“You have Type 2 diabetes.” Those words from your doctor can be scary and confusing. You probably have a lot of questions. How bad is it? Do I need insulin shots? What can I eat? What can’t I eat?

Stop and take a breath. There are lots of resources to help you figure out what it means and what to do.

The first thing to know is you are not alone. More than 30 million Americans have diabetes, a number that has more than tripled in the last 20 years, according to the Centers for Disease Control and Prevention.

Of those, 90 to 95 percent have Type 2 diabetes. In Type 2 diabetes, the body doesn’t use insulin the way it should, so blood sugar is high. About 5 percent of diabetics have Type 1 diabetes. In Type 1 diabetes, the body doesn’t make insulin, causing high blood sugar. 

Get Smart

The most important step a new Type 2 diabetes patient can take is to make sure you fully understand the disease, says Dr. Evelyn Lacuesta, an endocrinologist and Blue Cross and Blue Shield Plan medical director.

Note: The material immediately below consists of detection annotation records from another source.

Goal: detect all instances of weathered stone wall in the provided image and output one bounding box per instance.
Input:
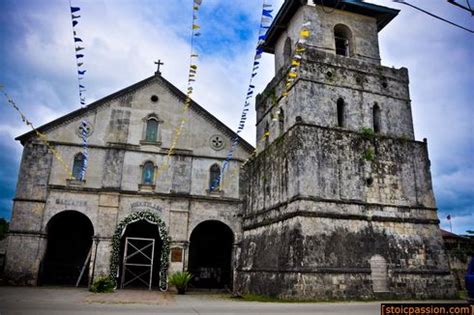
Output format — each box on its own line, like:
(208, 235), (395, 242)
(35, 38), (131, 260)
(237, 124), (454, 299)
(5, 76), (250, 285)
(275, 0), (380, 72)
(4, 141), (52, 285)
(256, 48), (414, 151)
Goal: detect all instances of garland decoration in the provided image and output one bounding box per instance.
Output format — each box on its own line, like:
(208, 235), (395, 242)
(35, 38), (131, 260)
(109, 210), (171, 291)
(0, 84), (72, 178)
(216, 21), (311, 187)
(156, 0), (202, 179)
(69, 0), (89, 180)
(209, 0), (273, 191)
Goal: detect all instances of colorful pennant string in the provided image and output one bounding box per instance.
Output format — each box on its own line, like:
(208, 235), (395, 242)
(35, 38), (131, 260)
(0, 85), (72, 178)
(156, 0), (202, 179)
(218, 22), (311, 193)
(209, 0), (273, 191)
(69, 2), (89, 180)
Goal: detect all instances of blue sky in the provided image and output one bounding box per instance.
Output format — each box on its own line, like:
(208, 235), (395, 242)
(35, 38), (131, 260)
(0, 0), (474, 233)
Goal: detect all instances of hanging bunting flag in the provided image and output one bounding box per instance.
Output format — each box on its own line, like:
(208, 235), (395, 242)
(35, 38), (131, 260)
(70, 2), (89, 180)
(156, 0), (202, 183)
(224, 21), (311, 191)
(0, 84), (72, 178)
(209, 1), (273, 191)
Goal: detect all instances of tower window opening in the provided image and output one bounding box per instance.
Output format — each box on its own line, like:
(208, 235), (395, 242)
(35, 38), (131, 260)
(372, 103), (381, 133)
(334, 24), (352, 57)
(337, 98), (344, 127)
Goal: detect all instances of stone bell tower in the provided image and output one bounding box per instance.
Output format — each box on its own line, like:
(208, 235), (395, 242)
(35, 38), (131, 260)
(235, 0), (455, 299)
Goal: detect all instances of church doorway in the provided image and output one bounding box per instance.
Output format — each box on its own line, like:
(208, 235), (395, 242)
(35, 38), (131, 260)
(118, 220), (163, 289)
(188, 220), (234, 289)
(40, 210), (94, 286)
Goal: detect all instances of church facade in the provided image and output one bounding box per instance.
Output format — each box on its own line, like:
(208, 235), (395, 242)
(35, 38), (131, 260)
(5, 0), (455, 299)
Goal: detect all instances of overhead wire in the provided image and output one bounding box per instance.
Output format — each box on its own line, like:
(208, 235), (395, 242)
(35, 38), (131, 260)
(392, 0), (474, 33)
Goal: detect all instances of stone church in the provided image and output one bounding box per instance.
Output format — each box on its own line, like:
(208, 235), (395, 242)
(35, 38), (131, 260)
(5, 0), (455, 299)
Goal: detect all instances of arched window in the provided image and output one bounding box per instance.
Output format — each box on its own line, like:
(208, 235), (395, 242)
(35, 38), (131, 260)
(278, 109), (285, 135)
(334, 24), (352, 57)
(145, 118), (158, 142)
(263, 121), (270, 148)
(337, 97), (344, 127)
(283, 37), (291, 60)
(372, 103), (381, 133)
(142, 161), (155, 185)
(72, 153), (85, 180)
(209, 164), (221, 191)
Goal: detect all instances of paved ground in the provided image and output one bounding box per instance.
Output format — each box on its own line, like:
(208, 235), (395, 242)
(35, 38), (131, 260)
(0, 287), (466, 315)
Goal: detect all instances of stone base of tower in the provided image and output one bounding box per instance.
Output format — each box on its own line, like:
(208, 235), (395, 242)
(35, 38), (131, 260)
(235, 217), (456, 300)
(239, 124), (456, 299)
(237, 272), (456, 301)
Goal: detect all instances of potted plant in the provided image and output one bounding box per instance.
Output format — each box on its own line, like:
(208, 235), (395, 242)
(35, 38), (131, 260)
(169, 271), (193, 294)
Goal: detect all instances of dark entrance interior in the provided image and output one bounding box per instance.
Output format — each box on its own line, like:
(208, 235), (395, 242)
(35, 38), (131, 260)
(118, 220), (163, 289)
(188, 221), (234, 289)
(40, 211), (94, 286)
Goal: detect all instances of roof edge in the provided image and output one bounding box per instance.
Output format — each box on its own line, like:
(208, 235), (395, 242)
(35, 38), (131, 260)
(15, 75), (255, 153)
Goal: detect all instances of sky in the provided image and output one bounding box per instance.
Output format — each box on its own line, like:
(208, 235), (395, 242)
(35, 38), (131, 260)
(0, 0), (474, 233)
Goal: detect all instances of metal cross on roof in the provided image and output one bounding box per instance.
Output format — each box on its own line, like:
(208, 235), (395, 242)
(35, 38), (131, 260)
(155, 59), (164, 75)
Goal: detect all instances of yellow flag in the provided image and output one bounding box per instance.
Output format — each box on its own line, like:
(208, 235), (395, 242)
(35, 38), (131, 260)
(300, 30), (311, 38)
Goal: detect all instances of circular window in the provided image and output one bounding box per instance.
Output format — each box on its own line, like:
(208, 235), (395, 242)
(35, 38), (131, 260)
(76, 120), (94, 138)
(209, 135), (225, 151)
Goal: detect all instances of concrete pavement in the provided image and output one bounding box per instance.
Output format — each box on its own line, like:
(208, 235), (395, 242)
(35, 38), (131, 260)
(0, 287), (466, 315)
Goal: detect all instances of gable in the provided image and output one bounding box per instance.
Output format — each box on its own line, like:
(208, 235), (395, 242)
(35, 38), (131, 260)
(17, 76), (254, 158)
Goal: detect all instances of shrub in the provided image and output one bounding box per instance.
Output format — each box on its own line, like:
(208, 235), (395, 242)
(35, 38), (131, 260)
(89, 276), (115, 293)
(169, 271), (193, 294)
(360, 127), (375, 140)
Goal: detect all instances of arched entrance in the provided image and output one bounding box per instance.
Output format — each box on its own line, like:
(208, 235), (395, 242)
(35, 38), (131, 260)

Learn what it means, how it can affect your body now and in the future, and what you can do to control it.

“The No. 1 thing is education,” Lacuesta says. “No. 2 is ask your doctor to explain your medication and why you are being put on it. And No. 3 is to understand that it doesn’t matter how many pills you take — if you don’t follow a diet regimen, you won’t be able to control your blood sugar. The medication can only work so much.”

Get in the Kitchen

Your doctor may suggest you talk to a registered dietitian to figure out your new diet plan. If you need to lose weight, the dietitian or your doctor will talk to you about how much you need to lose and how to do it safely. Often it takes just a small loss to see benefits. 

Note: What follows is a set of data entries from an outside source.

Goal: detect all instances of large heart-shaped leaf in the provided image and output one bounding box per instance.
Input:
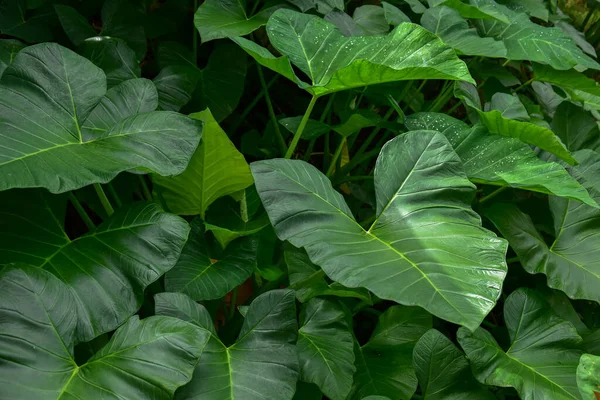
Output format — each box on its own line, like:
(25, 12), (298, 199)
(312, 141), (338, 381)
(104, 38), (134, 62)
(0, 266), (210, 400)
(350, 306), (432, 400)
(0, 44), (201, 193)
(534, 65), (600, 110)
(458, 289), (581, 400)
(0, 191), (189, 341)
(413, 329), (496, 400)
(577, 354), (600, 399)
(406, 113), (597, 207)
(194, 0), (279, 42)
(236, 10), (473, 96)
(486, 150), (600, 301)
(156, 290), (298, 400)
(252, 132), (506, 328)
(153, 109), (252, 217)
(421, 3), (506, 57)
(471, 0), (600, 70)
(297, 298), (356, 400)
(0, 39), (25, 77)
(165, 218), (257, 300)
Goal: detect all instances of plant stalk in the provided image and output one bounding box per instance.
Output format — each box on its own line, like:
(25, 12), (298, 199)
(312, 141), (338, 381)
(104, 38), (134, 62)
(94, 183), (115, 217)
(285, 96), (318, 159)
(69, 192), (96, 231)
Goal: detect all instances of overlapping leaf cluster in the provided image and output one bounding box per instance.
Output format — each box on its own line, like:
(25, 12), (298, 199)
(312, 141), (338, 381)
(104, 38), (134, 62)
(0, 0), (600, 400)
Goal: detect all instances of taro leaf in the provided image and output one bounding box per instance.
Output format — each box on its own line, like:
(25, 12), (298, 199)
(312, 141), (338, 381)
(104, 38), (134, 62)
(54, 4), (96, 47)
(534, 65), (600, 110)
(236, 10), (473, 96)
(484, 93), (531, 121)
(324, 11), (363, 36)
(413, 329), (496, 400)
(153, 109), (252, 218)
(577, 354), (600, 399)
(154, 292), (217, 336)
(406, 113), (596, 206)
(205, 195), (271, 248)
(421, 3), (506, 58)
(471, 0), (600, 70)
(352, 4), (390, 36)
(0, 39), (25, 77)
(381, 1), (411, 26)
(79, 36), (141, 88)
(350, 306), (432, 400)
(0, 0), (56, 43)
(476, 99), (577, 165)
(297, 298), (356, 400)
(486, 150), (600, 301)
(0, 190), (189, 341)
(156, 290), (299, 400)
(81, 78), (158, 140)
(0, 266), (210, 400)
(284, 246), (373, 304)
(252, 132), (506, 328)
(428, 0), (510, 24)
(458, 288), (581, 400)
(154, 65), (202, 111)
(552, 101), (600, 151)
(165, 218), (257, 300)
(0, 44), (201, 193)
(194, 0), (280, 43)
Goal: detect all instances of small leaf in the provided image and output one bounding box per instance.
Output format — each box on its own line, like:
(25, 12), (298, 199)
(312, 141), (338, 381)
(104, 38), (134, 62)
(165, 218), (257, 300)
(413, 329), (496, 400)
(458, 289), (581, 400)
(297, 298), (356, 400)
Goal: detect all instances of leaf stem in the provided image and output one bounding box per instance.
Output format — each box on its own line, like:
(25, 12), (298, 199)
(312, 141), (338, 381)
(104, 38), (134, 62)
(326, 138), (346, 176)
(256, 63), (287, 155)
(285, 96), (318, 158)
(479, 186), (508, 204)
(69, 192), (96, 231)
(94, 183), (115, 217)
(138, 175), (152, 201)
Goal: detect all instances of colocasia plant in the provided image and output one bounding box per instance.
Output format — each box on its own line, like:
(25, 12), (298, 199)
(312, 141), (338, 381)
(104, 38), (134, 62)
(0, 0), (600, 400)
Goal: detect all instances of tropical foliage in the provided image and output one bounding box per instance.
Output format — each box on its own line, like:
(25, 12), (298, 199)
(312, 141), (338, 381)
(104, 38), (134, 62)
(0, 0), (600, 400)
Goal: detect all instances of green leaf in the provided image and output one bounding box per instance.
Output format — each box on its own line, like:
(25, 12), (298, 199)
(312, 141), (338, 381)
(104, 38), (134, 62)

The American Diabetes Association (ADA) has information and recipes on its website, diabetes.org. You can find many resources to help maintain your diet, like the Create Your Plate tool. It allows you to enter your food choices to see how to balance them for a healthy meal.

Here are the ADA’s recommendation for a healthy diabetic meal:

  • Fill half your plate with non-starchy vegetables, such as broccoli, spinach, peppers and tomatoes.
  • Fill one-quarter of the plate with a protein, such as chicken, beef, fish, eggs or cheese.
  • Fill one-quarter of the plate with a small portion of grains or starch, such as rice, pasta, potatoes or tortillas.
  • Add a serving of fruit or dairy, if your eating plan allows for it.

Get Moving

Another important part of taking control of diabetes is exercise. When you are active, your cells are better at using insulin and removing glucose, or sugar, from the blood. That can improve your average blood glucose levels (measured by a blood test called A1C).

Being active also has these and other benefits:

  • Lowers blood pressure and cholesterol.
  • Lowers your risk for heart disease and stroke.
  • Burns calories to help you lose or maintain weight.
  • Increases your energy for daily activities.
  • Strengthens your heart and improves your blood circulation.

It’s always a good idea to check with your doctor before you begin an exercise program, especially if you aren’t a regular exerciser. Keep in mind that low blood glucose can occur during or after physical activity, so be sure to keep an eye on your blood sugar levels while working out.

Not sure where to start? The ADA says your best bet for getting started is to simply take a brisk walk. Aim for 30 minutes of moderate-to-vigorous intensity aerobic exercise at least five days a week (for a total of at least 150 minutes per week). If you’re new to exercise, you can start small and work your way up. Spread your activity out over at least three days during the week, and try not to go more than two days in a row without exercise.

A diabetes diagnosis can be scary, and you may not be sure what to do next. But if you communicate with your doctor regularly and create a plan you can live with, life might not change as much as you think.

icon_abcsUse your ABCs to stay on track.

Manage your diabetes with the ABCs. A is for the A1C test that shows your average blood glucose level over the past three months. Keep it in a healthy range. B is for blood pressure, and C is for cholesterol. Keep them in check. S is for stop smoking. Both smoking and diabetes narrow blood vessels. Narrow blood vessels make your heart work harder. Working on your ABCs can help lower your risk for a heart attack, stroke or other diabetes problems.